Le reste constitué par les « enfants » de la Vierge,
nous dit l’Apocalypse.
Alors, il faudra nous souvenir
que ce qui n’est pas, voilà ce que Dieu a choisi
pour confondre ce qui est (1 Co 1,27).

Et que nous dit enfin l’Évangile
de ce chemin de folie et de faiblesse ?
L’Évangile c’est le regard de Jésus
posé sur notre monde, sur notre humanité.
L’Évangile, c’est notre humanité visitée par Dieu,
et donc éclairée, illuminée par Dieu.
Ce que nous ne voyons pas,
Dieu le voit, Jésus le voit.

Quand nous, nous voyons des larmes
sur le visage des souffrants,
Jésus voit ces larmes.
Il les voit plus que nous
parce qu’Il les recueille, Il les fait siennes.
Jésus compatit au-delà de tout ce que nous pouvons imaginer.
Mais Jésus voit aussi
que ceux qui pleurent en aimant le Seigneur
seront consolés.
Il voit déjà la consolation :
Il voit la tendresse du Père qui prend sur son cœur
chaque cœur douloureux qui se laisse aimer.
Jésus voit la consolation et il peut dire sans hésiter :
« Heureux ceux qui pleurent » (Mt 5,4).

Quand nous, nous voyons des artisans de paix,
des Gandhi, des Jean-Paul II, des Jean Vanier
qui semblent travailler en vain
parce que la paix est toujours compromise
par l’irruption de la violence qui vient des cœurs malades,
Jésus, Lui, voit l’œuvre de Dieu qui se fait ;
Il voit ces âmes de paix qui portent Dieu en eux
comme une lampe porte une flamme…
Et quand le monde les rejette,
Jésus, Lui, entend le Père qui les reconnaît, les bénit, les accueille
parce qu’ils sont Ses enfants.
Et Jésus peut proclamer :
« Heureux les artisans de paix » (Mt 5,9).

Quand nous voyons des gens pardonner
et parce qu’ils pardonnent, ils deviennent plus pauvres,
plus fragiles et moins crédibles aux yeux du monde,
Lui, Jésus, voit la Miséricorde du Père,
les enveloppe, les recrée, leur donne une beauté
que notre œil de chair ne peut pas voir.
Et Jésus peut proclamer :
« Heureux les miséricordieux » (Mt 5,7).

*

Combien nous serons surpris s’il nous est donné
d’accéder au Royaume.
Tout sera renversé de ce que sont les valeurs
et les idoles de notre monde.
Ce qui ici-bas est glorieux, ne sera que néant.
Ce qui ici-bas est méprisé, sera rempli de gloire.
Le Ciel, c’est le monde à l’envers.
Et nous pleurerons d’avoir perdu
tant d’énergie et de temps et blessé tant de personnes
pour chercher des bouts de pouvoir, de richesse et d’honneur
qui en fin de compte n’ont aucune valeur… tout au contraire.
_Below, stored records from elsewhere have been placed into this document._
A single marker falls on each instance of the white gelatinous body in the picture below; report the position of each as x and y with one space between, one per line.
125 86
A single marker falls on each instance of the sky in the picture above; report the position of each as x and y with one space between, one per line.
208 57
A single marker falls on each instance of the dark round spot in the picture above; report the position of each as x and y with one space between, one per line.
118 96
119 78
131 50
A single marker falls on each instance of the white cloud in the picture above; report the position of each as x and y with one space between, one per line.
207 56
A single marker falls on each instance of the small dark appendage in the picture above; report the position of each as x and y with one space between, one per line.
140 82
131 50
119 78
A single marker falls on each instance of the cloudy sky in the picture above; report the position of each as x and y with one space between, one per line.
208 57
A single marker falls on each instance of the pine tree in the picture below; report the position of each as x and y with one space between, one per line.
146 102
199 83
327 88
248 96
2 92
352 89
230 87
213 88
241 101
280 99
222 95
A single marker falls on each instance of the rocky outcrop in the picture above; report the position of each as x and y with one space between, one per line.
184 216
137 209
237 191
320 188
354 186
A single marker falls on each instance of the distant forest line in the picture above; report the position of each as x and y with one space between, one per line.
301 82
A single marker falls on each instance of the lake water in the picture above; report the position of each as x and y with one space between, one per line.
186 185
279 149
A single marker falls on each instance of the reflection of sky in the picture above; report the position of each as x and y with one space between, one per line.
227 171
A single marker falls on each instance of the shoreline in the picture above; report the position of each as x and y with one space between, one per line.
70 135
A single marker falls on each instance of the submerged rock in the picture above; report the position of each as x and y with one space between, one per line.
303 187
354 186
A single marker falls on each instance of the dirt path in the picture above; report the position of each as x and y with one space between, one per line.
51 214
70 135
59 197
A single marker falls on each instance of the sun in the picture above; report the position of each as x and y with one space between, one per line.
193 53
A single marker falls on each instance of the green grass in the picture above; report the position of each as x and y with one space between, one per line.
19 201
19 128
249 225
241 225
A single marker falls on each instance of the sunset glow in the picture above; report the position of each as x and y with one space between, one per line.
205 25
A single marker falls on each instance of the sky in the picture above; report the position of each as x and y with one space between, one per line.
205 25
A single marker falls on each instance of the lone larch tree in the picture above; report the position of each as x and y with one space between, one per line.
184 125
Là-haut, il ne restera des Béatitudes qu’un seul mot : « Heureux ».
Heureux de Dieu ;
Heureux comme Dieu ;
Heureux en Dieu.
C’est là que mène le chemin de l’Évangile.
Si Dieu nous dépouille et Il le fait,
c’est pour nous rendre heureux.
Si Dieu nous éprouve et Il le fait,
c’est pour nous rendre heureux.

Et si demain on nous persécute
et que nous choisissions encore la faiblesse
et la folie de l’Évangile,
et que l’on nous persécute encore plus,
le Seigneur nous dit dès aujourd’hui :
« Réjouissez-vous, soyez dans l’allégresse,
car votre récompense est grande dans les cieux » (Mt 5,12).